Since the Second World War, governments around the world have sought to establish Perpetual Wars to justify their large defense budgets, enormous collections of high-cost weaponry, and the control and manipulation of citizens around the world. These so-called wars are not wars in the traditional sense; there is no battle to be won, no concrete enemy to overcome, and no fixed outcome.

Consider The War on Drugs or The War on Terror. Who is the enemy here? How do we know when we've won? What is the goal? These are wars with no end, yet their existence justifies violence, militarization, and murder all for political purposes. Authorities have even used the language of war when discussing the Covid-19 pandemic. Of course, the virus should be treated seriously, but with science, not violence and oppression.

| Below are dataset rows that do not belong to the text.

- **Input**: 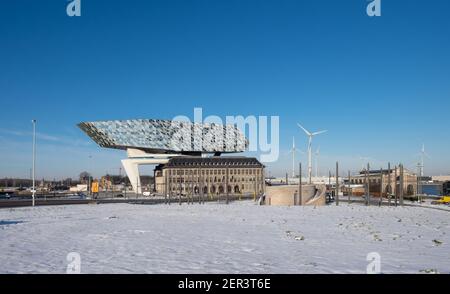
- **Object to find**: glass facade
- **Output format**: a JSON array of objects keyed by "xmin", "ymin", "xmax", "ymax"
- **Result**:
[{"xmin": 78, "ymin": 119, "xmax": 248, "ymax": 153}]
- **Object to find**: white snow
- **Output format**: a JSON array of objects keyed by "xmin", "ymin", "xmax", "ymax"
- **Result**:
[{"xmin": 0, "ymin": 201, "xmax": 450, "ymax": 273}]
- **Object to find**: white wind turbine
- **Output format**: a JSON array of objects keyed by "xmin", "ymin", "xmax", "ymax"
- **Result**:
[
  {"xmin": 297, "ymin": 124, "xmax": 326, "ymax": 184},
  {"xmin": 289, "ymin": 137, "xmax": 303, "ymax": 178},
  {"xmin": 419, "ymin": 144, "xmax": 430, "ymax": 177},
  {"xmin": 314, "ymin": 146, "xmax": 320, "ymax": 178}
]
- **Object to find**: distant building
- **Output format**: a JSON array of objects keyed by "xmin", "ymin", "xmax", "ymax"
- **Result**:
[
  {"xmin": 155, "ymin": 156, "xmax": 264, "ymax": 195},
  {"xmin": 443, "ymin": 181, "xmax": 450, "ymax": 196},
  {"xmin": 345, "ymin": 168, "xmax": 419, "ymax": 196}
]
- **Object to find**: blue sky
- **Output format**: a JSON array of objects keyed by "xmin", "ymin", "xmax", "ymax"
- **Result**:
[{"xmin": 0, "ymin": 0, "xmax": 450, "ymax": 178}]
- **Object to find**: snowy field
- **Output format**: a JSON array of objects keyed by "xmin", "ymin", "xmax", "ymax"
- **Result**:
[{"xmin": 0, "ymin": 201, "xmax": 450, "ymax": 273}]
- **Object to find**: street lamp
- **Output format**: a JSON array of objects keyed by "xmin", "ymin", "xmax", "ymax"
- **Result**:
[
  {"xmin": 88, "ymin": 155, "xmax": 92, "ymax": 196},
  {"xmin": 31, "ymin": 119, "xmax": 36, "ymax": 206}
]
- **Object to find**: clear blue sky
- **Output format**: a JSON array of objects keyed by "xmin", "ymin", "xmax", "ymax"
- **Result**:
[{"xmin": 0, "ymin": 0, "xmax": 450, "ymax": 178}]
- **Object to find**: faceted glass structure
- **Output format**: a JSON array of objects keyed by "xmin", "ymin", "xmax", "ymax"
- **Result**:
[{"xmin": 78, "ymin": 119, "xmax": 248, "ymax": 153}]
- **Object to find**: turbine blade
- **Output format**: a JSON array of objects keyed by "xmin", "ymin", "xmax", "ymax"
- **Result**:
[
  {"xmin": 297, "ymin": 123, "xmax": 311, "ymax": 136},
  {"xmin": 312, "ymin": 131, "xmax": 328, "ymax": 136}
]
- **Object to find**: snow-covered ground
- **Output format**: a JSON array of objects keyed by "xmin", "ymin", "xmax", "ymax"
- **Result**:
[{"xmin": 0, "ymin": 201, "xmax": 450, "ymax": 273}]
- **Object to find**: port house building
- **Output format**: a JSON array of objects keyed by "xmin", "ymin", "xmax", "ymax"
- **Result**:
[
  {"xmin": 155, "ymin": 156, "xmax": 264, "ymax": 196},
  {"xmin": 78, "ymin": 119, "xmax": 264, "ymax": 196}
]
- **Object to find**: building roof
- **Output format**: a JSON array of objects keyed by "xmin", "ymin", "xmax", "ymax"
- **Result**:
[
  {"xmin": 78, "ymin": 119, "xmax": 248, "ymax": 153},
  {"xmin": 163, "ymin": 156, "xmax": 264, "ymax": 168}
]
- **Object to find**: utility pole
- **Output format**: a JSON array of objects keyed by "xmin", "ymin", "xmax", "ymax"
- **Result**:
[
  {"xmin": 386, "ymin": 162, "xmax": 392, "ymax": 206},
  {"xmin": 87, "ymin": 155, "xmax": 92, "ymax": 196},
  {"xmin": 400, "ymin": 164, "xmax": 405, "ymax": 206},
  {"xmin": 225, "ymin": 166, "xmax": 229, "ymax": 204},
  {"xmin": 378, "ymin": 168, "xmax": 383, "ymax": 206},
  {"xmin": 394, "ymin": 166, "xmax": 398, "ymax": 206},
  {"xmin": 297, "ymin": 162, "xmax": 303, "ymax": 205},
  {"xmin": 336, "ymin": 161, "xmax": 339, "ymax": 206},
  {"xmin": 347, "ymin": 171, "xmax": 353, "ymax": 204},
  {"xmin": 31, "ymin": 119, "xmax": 36, "ymax": 206}
]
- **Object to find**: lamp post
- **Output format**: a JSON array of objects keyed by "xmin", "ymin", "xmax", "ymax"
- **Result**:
[
  {"xmin": 88, "ymin": 155, "xmax": 92, "ymax": 196},
  {"xmin": 31, "ymin": 119, "xmax": 36, "ymax": 206}
]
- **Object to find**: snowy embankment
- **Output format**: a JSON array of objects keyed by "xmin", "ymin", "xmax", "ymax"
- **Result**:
[{"xmin": 0, "ymin": 201, "xmax": 450, "ymax": 273}]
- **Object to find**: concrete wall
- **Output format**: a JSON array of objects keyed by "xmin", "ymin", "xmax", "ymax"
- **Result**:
[{"xmin": 266, "ymin": 185, "xmax": 325, "ymax": 206}]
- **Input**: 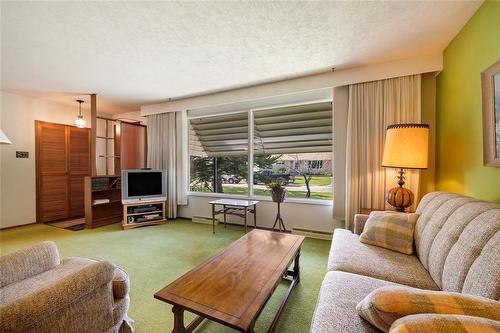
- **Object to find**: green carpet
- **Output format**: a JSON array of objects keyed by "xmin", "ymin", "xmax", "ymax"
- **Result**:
[{"xmin": 0, "ymin": 219, "xmax": 330, "ymax": 333}]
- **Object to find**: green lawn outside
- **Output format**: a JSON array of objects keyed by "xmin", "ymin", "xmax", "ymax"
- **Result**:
[
  {"xmin": 293, "ymin": 176, "xmax": 333, "ymax": 186},
  {"xmin": 219, "ymin": 187, "xmax": 333, "ymax": 200}
]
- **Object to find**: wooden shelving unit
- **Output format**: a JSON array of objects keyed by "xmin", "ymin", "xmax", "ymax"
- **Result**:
[
  {"xmin": 84, "ymin": 176, "xmax": 123, "ymax": 229},
  {"xmin": 122, "ymin": 201, "xmax": 167, "ymax": 230}
]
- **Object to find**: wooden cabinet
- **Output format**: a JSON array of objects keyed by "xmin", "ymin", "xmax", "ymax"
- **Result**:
[
  {"xmin": 85, "ymin": 176, "xmax": 122, "ymax": 229},
  {"xmin": 35, "ymin": 121, "xmax": 91, "ymax": 222},
  {"xmin": 114, "ymin": 121, "xmax": 147, "ymax": 175}
]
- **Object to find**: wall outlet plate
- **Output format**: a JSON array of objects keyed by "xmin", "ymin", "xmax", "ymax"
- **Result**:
[{"xmin": 16, "ymin": 151, "xmax": 30, "ymax": 158}]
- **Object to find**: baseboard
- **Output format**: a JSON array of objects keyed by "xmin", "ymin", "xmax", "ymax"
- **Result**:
[
  {"xmin": 292, "ymin": 228, "xmax": 332, "ymax": 240},
  {"xmin": 0, "ymin": 222, "xmax": 37, "ymax": 231},
  {"xmin": 191, "ymin": 216, "xmax": 219, "ymax": 224}
]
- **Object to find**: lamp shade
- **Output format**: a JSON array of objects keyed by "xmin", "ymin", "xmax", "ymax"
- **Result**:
[
  {"xmin": 382, "ymin": 124, "xmax": 429, "ymax": 169},
  {"xmin": 0, "ymin": 130, "xmax": 12, "ymax": 144}
]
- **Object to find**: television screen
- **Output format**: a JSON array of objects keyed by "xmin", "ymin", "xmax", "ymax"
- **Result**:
[{"xmin": 128, "ymin": 172, "xmax": 163, "ymax": 197}]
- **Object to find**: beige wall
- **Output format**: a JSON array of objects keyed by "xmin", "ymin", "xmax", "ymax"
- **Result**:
[{"xmin": 0, "ymin": 92, "xmax": 90, "ymax": 228}]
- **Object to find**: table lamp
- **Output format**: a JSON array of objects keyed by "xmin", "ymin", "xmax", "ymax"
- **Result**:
[{"xmin": 382, "ymin": 124, "xmax": 429, "ymax": 212}]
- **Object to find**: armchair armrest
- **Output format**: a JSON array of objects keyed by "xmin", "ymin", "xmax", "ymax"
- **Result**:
[
  {"xmin": 0, "ymin": 241, "xmax": 61, "ymax": 288},
  {"xmin": 0, "ymin": 258, "xmax": 115, "ymax": 332},
  {"xmin": 354, "ymin": 214, "xmax": 368, "ymax": 235}
]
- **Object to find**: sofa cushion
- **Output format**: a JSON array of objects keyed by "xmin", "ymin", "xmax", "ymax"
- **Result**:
[
  {"xmin": 0, "ymin": 241, "xmax": 61, "ymax": 288},
  {"xmin": 359, "ymin": 211, "xmax": 418, "ymax": 255},
  {"xmin": 356, "ymin": 286, "xmax": 500, "ymax": 332},
  {"xmin": 389, "ymin": 314, "xmax": 500, "ymax": 333},
  {"xmin": 311, "ymin": 272, "xmax": 395, "ymax": 333},
  {"xmin": 0, "ymin": 258, "xmax": 115, "ymax": 332},
  {"xmin": 328, "ymin": 229, "xmax": 439, "ymax": 290},
  {"xmin": 415, "ymin": 192, "xmax": 500, "ymax": 299},
  {"xmin": 462, "ymin": 231, "xmax": 500, "ymax": 301}
]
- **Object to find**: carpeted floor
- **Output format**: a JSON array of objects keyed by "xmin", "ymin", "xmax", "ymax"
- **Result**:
[{"xmin": 0, "ymin": 219, "xmax": 330, "ymax": 333}]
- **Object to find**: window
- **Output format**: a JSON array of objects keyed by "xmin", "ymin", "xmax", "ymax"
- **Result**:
[
  {"xmin": 307, "ymin": 160, "xmax": 323, "ymax": 169},
  {"xmin": 253, "ymin": 102, "xmax": 333, "ymax": 200},
  {"xmin": 189, "ymin": 112, "xmax": 249, "ymax": 194},
  {"xmin": 189, "ymin": 102, "xmax": 333, "ymax": 200}
]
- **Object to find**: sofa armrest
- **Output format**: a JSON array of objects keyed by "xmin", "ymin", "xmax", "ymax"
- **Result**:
[
  {"xmin": 0, "ymin": 241, "xmax": 61, "ymax": 288},
  {"xmin": 0, "ymin": 261, "xmax": 115, "ymax": 332},
  {"xmin": 354, "ymin": 214, "xmax": 368, "ymax": 235}
]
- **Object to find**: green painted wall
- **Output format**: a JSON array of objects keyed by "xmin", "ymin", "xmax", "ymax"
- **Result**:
[{"xmin": 436, "ymin": 1, "xmax": 500, "ymax": 202}]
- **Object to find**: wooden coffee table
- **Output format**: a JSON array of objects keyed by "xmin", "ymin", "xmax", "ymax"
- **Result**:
[{"xmin": 154, "ymin": 230, "xmax": 304, "ymax": 333}]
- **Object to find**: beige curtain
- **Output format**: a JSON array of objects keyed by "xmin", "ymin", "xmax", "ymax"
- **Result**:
[
  {"xmin": 147, "ymin": 111, "xmax": 188, "ymax": 218},
  {"xmin": 345, "ymin": 75, "xmax": 421, "ymax": 229}
]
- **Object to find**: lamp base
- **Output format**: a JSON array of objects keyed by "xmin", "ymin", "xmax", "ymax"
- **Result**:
[
  {"xmin": 387, "ymin": 168, "xmax": 415, "ymax": 212},
  {"xmin": 387, "ymin": 187, "xmax": 415, "ymax": 212}
]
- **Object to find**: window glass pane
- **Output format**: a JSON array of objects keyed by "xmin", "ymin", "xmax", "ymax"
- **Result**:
[
  {"xmin": 253, "ymin": 102, "xmax": 333, "ymax": 200},
  {"xmin": 189, "ymin": 112, "xmax": 248, "ymax": 195}
]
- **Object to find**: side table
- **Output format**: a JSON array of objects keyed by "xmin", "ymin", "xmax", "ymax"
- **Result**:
[{"xmin": 210, "ymin": 199, "xmax": 259, "ymax": 234}]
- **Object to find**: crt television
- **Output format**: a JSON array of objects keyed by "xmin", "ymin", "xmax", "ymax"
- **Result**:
[{"xmin": 122, "ymin": 169, "xmax": 167, "ymax": 203}]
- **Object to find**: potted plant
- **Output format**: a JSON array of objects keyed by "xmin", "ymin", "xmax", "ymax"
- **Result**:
[
  {"xmin": 267, "ymin": 178, "xmax": 287, "ymax": 232},
  {"xmin": 267, "ymin": 178, "xmax": 286, "ymax": 202}
]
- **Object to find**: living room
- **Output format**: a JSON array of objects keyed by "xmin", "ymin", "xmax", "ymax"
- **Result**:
[{"xmin": 0, "ymin": 1, "xmax": 500, "ymax": 333}]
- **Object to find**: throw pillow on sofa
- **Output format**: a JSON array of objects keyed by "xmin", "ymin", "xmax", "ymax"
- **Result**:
[
  {"xmin": 389, "ymin": 313, "xmax": 500, "ymax": 333},
  {"xmin": 359, "ymin": 211, "xmax": 418, "ymax": 254},
  {"xmin": 356, "ymin": 286, "xmax": 500, "ymax": 332}
]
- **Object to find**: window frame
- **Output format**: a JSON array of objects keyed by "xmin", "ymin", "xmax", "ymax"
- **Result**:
[{"xmin": 186, "ymin": 99, "xmax": 335, "ymax": 206}]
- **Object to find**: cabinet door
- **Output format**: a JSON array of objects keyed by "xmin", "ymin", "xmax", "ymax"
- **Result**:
[
  {"xmin": 68, "ymin": 126, "xmax": 91, "ymax": 217},
  {"xmin": 36, "ymin": 121, "xmax": 68, "ymax": 222},
  {"xmin": 115, "ymin": 121, "xmax": 147, "ymax": 175}
]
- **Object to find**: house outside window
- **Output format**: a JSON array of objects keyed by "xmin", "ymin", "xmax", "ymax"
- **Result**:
[{"xmin": 189, "ymin": 102, "xmax": 333, "ymax": 200}]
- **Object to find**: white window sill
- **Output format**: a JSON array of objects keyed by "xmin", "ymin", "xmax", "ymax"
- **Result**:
[{"xmin": 188, "ymin": 192, "xmax": 333, "ymax": 206}]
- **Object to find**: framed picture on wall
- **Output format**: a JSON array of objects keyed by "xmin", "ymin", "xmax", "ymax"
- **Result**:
[{"xmin": 481, "ymin": 60, "xmax": 500, "ymax": 167}]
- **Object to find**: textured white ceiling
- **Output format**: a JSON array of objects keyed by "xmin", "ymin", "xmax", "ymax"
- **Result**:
[{"xmin": 1, "ymin": 1, "xmax": 481, "ymax": 112}]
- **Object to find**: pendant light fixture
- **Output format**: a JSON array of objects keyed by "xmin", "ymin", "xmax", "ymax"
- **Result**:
[{"xmin": 75, "ymin": 99, "xmax": 86, "ymax": 128}]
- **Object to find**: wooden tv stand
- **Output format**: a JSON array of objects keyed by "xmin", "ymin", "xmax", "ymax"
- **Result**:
[{"xmin": 122, "ymin": 201, "xmax": 167, "ymax": 230}]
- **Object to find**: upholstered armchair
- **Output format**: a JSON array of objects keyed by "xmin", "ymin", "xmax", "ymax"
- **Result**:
[{"xmin": 0, "ymin": 242, "xmax": 133, "ymax": 333}]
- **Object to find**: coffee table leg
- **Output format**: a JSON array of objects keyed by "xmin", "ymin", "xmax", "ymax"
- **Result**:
[
  {"xmin": 243, "ymin": 207, "xmax": 247, "ymax": 234},
  {"xmin": 253, "ymin": 205, "xmax": 257, "ymax": 229},
  {"xmin": 293, "ymin": 249, "xmax": 300, "ymax": 283},
  {"xmin": 212, "ymin": 204, "xmax": 215, "ymax": 234},
  {"xmin": 172, "ymin": 306, "xmax": 186, "ymax": 333},
  {"xmin": 222, "ymin": 205, "xmax": 226, "ymax": 228}
]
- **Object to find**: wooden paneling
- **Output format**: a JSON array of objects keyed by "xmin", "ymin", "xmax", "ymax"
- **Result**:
[
  {"xmin": 84, "ymin": 176, "xmax": 123, "ymax": 229},
  {"xmin": 68, "ymin": 126, "xmax": 91, "ymax": 172},
  {"xmin": 68, "ymin": 176, "xmax": 85, "ymax": 217},
  {"xmin": 38, "ymin": 174, "xmax": 68, "ymax": 222},
  {"xmin": 115, "ymin": 121, "xmax": 147, "ymax": 175},
  {"xmin": 35, "ymin": 121, "xmax": 91, "ymax": 222}
]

Ultimately, war isn't for you or me, but for those in power to meet political ends. It's probably apparent, I take an anti-war stance; the suffering and death caused by this violence - not just to the opposing side, but to those who put themselves at risk in our armies and law enforcement - are not, in my view, justified. However, I'm a realist. Sadly, there are times when war is inevitable and could even be the best worst solution in some situations.

However, we must work to dismantle the business of war. There is nothing noble in developing weapons capable of murder and then selling them to regimes around the world to kill and oppress, all for the sake of making money. This is where organizations like the Campaign Against the Arms Trade (CAAT) are so vital.

We should value all human life and have empathy for one another. Only when we can consider another's experiences, especially when they differ from our own, can we begin to dismantle oppression and racism. All of us should be equal, but right now, we're not. But we can change this.